Elle reposa ses doigts striés de marques rouges quelques minutes avant de se mettre à ranger. Elle disposait d’une étagère et d’un placard fermé à clé, tous deux ornés de son numéro de chambre. Rien ne semblait pré-réparti dans le réfrigérateur mais elle nota que chacun des deux possédait quatre étagères, une pour chaque habitant. Repensant à l’agencement hasardeux du frigidaire dans L’Auberge Espagnole, elle se demanda avec bonne humeur si elle devrait affubler son étagère d’un post-it à son nom.

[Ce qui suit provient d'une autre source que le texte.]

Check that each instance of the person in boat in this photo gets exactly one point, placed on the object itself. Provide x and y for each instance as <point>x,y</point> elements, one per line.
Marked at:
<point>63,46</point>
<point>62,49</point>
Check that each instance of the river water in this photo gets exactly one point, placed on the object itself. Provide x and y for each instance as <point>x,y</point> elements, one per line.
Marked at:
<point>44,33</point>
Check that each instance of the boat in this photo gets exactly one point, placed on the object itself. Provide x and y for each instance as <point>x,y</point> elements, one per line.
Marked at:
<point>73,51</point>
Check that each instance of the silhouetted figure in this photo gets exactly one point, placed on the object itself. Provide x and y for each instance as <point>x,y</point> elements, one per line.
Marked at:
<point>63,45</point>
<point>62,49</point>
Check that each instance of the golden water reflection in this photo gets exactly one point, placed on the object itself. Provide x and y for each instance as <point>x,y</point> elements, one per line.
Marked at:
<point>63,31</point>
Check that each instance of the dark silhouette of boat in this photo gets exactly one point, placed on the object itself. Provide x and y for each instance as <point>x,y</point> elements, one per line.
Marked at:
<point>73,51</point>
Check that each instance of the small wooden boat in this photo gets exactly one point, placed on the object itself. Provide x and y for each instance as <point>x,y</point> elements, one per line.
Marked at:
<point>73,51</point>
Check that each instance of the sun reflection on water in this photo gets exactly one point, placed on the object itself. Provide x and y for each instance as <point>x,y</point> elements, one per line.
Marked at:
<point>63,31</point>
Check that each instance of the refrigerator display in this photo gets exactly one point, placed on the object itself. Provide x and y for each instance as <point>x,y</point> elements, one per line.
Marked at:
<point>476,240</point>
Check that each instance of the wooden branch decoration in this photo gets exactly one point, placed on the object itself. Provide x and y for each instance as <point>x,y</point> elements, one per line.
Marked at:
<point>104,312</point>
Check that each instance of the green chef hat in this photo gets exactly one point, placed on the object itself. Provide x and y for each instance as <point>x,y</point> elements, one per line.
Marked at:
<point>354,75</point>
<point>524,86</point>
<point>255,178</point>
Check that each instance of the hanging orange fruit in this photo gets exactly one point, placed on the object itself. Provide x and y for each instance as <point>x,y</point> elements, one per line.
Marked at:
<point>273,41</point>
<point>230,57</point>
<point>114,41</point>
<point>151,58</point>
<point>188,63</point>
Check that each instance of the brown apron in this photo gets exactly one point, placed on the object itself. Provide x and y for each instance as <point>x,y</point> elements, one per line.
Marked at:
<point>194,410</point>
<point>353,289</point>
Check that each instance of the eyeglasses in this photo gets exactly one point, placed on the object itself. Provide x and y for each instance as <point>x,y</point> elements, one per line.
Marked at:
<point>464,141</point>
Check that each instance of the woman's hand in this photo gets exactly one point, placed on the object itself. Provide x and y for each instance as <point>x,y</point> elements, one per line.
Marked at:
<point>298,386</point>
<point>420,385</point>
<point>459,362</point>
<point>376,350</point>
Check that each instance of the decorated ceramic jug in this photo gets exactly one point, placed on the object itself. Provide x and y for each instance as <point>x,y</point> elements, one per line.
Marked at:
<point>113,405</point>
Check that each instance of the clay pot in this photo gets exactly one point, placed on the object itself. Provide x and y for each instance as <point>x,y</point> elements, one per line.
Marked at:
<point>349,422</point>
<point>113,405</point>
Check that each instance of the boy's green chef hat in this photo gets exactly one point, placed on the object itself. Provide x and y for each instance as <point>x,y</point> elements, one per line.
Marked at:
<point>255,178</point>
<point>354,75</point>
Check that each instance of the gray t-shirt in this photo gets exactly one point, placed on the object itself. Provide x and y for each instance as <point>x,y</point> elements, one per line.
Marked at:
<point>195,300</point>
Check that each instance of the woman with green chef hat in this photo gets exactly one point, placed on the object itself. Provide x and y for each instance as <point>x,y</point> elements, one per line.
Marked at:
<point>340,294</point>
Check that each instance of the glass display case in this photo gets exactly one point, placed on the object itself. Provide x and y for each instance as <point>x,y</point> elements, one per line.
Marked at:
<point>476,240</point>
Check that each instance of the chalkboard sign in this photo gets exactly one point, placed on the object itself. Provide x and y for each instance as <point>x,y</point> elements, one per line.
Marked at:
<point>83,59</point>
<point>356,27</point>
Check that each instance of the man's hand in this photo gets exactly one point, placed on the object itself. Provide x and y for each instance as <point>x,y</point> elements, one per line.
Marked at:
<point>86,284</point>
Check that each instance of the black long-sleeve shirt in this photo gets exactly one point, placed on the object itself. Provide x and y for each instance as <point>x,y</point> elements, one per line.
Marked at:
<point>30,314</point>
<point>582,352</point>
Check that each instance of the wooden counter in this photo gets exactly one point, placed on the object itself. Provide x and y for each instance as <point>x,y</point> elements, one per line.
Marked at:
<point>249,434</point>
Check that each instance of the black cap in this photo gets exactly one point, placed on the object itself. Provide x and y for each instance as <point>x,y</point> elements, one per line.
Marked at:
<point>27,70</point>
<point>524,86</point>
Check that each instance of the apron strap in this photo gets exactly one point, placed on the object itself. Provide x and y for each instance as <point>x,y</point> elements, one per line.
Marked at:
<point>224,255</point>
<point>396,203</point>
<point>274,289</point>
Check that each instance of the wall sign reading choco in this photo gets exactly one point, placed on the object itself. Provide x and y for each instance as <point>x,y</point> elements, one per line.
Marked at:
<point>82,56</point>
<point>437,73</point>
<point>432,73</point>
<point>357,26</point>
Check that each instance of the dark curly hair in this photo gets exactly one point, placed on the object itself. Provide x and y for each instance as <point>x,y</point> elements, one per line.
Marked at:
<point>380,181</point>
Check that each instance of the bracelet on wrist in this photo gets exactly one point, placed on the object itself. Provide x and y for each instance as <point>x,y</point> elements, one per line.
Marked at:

Juste au cas où, elle se contenta de placer ses produits frais sur l’étagère du milieu, préférant attendre de voir ce que feraient ses colocataires, histoire de ne pas être la seule niaise à avoir écrit son prénom encadré de grosses fleurs schématisées. Jonglant avec ses divers achats, elle passait de son étagère à son placard en sifflotant, réfléchissant aux meilleurs arrangements possibles pour toutes ses nouvelles affaires. Elle s’était contentée du moins cher, gardant à l’esprit qu’elle se débarrasserait sans doute du tout au moment de rentrer en France. Repensant aux ustensiles hyper sophistiqués dont sa mère vantait la qualité au quotidien, elle avait hésité un peu avant de fourrer une casserole et une poêle étiquetés Sainsbury’s basics dans son panier. Cuisiner pendant neuf mois avec une poêle premier prix ne la condamnait tout de même pas à mourir d’un cancer d’ici la fin de l’année, si ? Après avoir converti approximativement les prix en livres en euros (£1 = 1€20, c’est bien ça ?) elle concéda que non. Au cas où, elle éviterait d’aborder le sujet avec sa mère, très à cheval sur tout ce qui concernait la santé – à tel point qu’elle s’en rendait souvent malade. Et quand bien même, elle était contente de s’être acheté le nécessaire, son nécessaire à elle qu’elle avait choisi toute seule. Ces joies étaient d’une telle simplicité qu’elle avait du mal à croire qu’elles étaient vraiment la cause de sa gaieté. Mais la légèreté était là, la faisant virevolter dans sa cuisine comme une princesse Disney rétrograde, s’attendant presque à voir débarquer deux-trois moineaux et écureuils pour l’aider à la tâche.